For many subsequent centuries, De natura hominis was attributed to Gregory of Nyssa. This erroneous attribution was common in the Middle Ages in the Syriac, Armenian, Greek and Arabic traditions, as well as in the Latin-speaking scholarly world of the West. So, among others, Albert the Great and Thomas Aquinas assumed that Gregory was the author. Gregory's high reputation contributed to the popularity of the work, which is reflected in the number of manuscripts: there are, for example, over one hundred Greek manuscripts known.

De natura hominis was itself translated into Latin by Alphanus of Salerno around 1080. This translation was used in the twelfth century by scholars such as Adelard of Bath, William of Conches and William of St Thierry, and then by Albert the Great in the thirteenth century. A second Latin translation was made by Burgundio of Pisa around 1165. This was used by Peter Lombard, Albert the Great and Thomas Aquinas.

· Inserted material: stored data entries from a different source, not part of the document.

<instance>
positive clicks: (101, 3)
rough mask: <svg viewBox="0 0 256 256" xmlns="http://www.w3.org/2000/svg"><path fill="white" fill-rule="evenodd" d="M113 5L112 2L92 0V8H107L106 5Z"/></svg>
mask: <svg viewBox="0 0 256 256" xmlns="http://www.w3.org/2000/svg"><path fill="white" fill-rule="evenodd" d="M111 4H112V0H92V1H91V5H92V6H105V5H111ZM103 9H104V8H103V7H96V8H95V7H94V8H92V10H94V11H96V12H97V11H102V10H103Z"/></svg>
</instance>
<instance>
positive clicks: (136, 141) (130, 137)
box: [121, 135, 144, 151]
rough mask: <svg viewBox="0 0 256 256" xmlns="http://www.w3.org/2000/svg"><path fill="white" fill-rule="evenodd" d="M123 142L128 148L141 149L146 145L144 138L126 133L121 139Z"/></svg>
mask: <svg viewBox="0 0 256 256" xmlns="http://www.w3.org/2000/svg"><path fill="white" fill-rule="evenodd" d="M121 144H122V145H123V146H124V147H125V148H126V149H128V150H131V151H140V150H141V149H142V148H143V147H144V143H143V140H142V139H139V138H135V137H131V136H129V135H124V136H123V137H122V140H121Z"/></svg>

By these various channels, Nemesius' thought had a great influence on medieval discussions concerning the passions.

== Other people named Nemesius ==
- One of the seven sons of St. Symphorosa, named Nemesius, was martyred with her c. 138 AD.
- Saint Nemesius, Roman Catholic saint of Alexandria in Egypt, became a martyr in 307 AD. He was brought to court accused of being a thief (through slander), and was later acquitted. Later, in a persecution during the time of the emperor Decius, was denounced as a Christian to a judge Aemilianus. The judge ordered him racked with intense tortures and burned, alongside accused thieves.

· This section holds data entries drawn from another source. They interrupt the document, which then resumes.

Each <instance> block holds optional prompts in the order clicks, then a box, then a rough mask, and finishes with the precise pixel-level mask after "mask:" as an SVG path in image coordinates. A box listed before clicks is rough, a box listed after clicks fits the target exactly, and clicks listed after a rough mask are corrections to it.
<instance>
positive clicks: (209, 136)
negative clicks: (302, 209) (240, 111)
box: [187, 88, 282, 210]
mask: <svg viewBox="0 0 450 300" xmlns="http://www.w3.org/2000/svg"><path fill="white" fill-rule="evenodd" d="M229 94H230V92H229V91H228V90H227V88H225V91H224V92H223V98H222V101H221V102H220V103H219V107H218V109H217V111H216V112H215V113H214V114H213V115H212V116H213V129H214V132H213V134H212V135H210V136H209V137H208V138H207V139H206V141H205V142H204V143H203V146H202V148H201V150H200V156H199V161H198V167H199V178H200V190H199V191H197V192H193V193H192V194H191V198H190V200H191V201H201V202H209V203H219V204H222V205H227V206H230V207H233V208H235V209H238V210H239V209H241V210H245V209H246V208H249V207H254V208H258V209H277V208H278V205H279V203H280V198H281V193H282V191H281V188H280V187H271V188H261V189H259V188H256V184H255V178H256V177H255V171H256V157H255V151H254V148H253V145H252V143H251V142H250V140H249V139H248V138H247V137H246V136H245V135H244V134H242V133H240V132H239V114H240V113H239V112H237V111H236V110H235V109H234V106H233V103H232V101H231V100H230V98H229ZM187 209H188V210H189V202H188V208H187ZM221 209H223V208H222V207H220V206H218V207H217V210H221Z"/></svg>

== Editions of Nemesius' De natura hominis ==
- Antwerp, 1575; Oxford, 1671; Halle, 1802; Migne PG, vol 40. Versions: Latin by Alsanus, ed. Holzinger (1887)
- Nemesius, The Nature of Man, tr. George Wither (London, 1636) [the first English translation]

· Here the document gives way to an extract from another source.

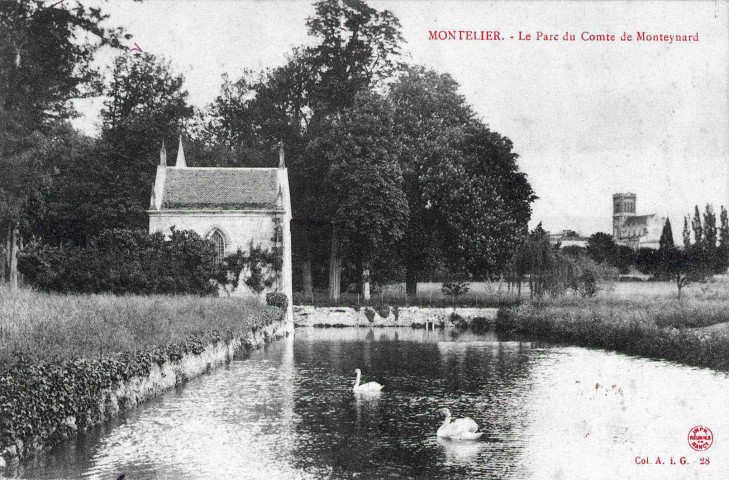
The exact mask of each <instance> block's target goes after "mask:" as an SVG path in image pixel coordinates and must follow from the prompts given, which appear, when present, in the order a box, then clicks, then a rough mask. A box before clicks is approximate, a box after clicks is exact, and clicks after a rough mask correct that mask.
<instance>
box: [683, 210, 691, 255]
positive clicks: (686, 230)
mask: <svg viewBox="0 0 729 480" xmlns="http://www.w3.org/2000/svg"><path fill="white" fill-rule="evenodd" d="M682 237H683V248H684V249H687V248H689V247H691V230H689V216H688V215H686V216H685V217H683V234H682Z"/></svg>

- Bender, Untersuch. Liber Nemesius (1898)
- Nemesius of Emesa, Premnon Physicon a N. Alfano in Latinum translatus, ed. K Burkhardt (Leipzig: Teubner 1917) [an edition of the eleventh-century Latin translation made by Alphanus of Salerno in c1080, with accompanying original Greek text]
- Nemesius of Emesa, On the Nature of Man, in Cyril of Jerusalem and Nemesius of Emesa, ed. by W. Telfer (Philadelphia: Westminster Press, 1955) [a modern English translation with introduction and notes]
- De natura hominis Némésius d'Émèse; traduction de Burgundio de Pise; édition critique avec une introduction sur l'anthropologie de Némésius par G. Verbeke et J.R. Moncho (Leiden : E. J. Brill, 1975) [an edition of the twelfth-century Latin translation by Burgundio of Pisa, with critical matter in French]
- Nemesii Emeseni, De natura hominis, ed. Moreno Morani (Leipzig, Bibliotheca Teubneriana, 1987)
- Nemesius, On the Nature of Man. Tr. by Philip van der Eijk & R.W. Sharples, Translated Texts for Historians (Liverpool, Liverpool University Press, 2008).
- Nemezjusz z Emezy, O naturze ludzkiej, trans. from Greek by Andrzej Kempfi, (Instytut Wydawniczy PAX, Waszawa 1982).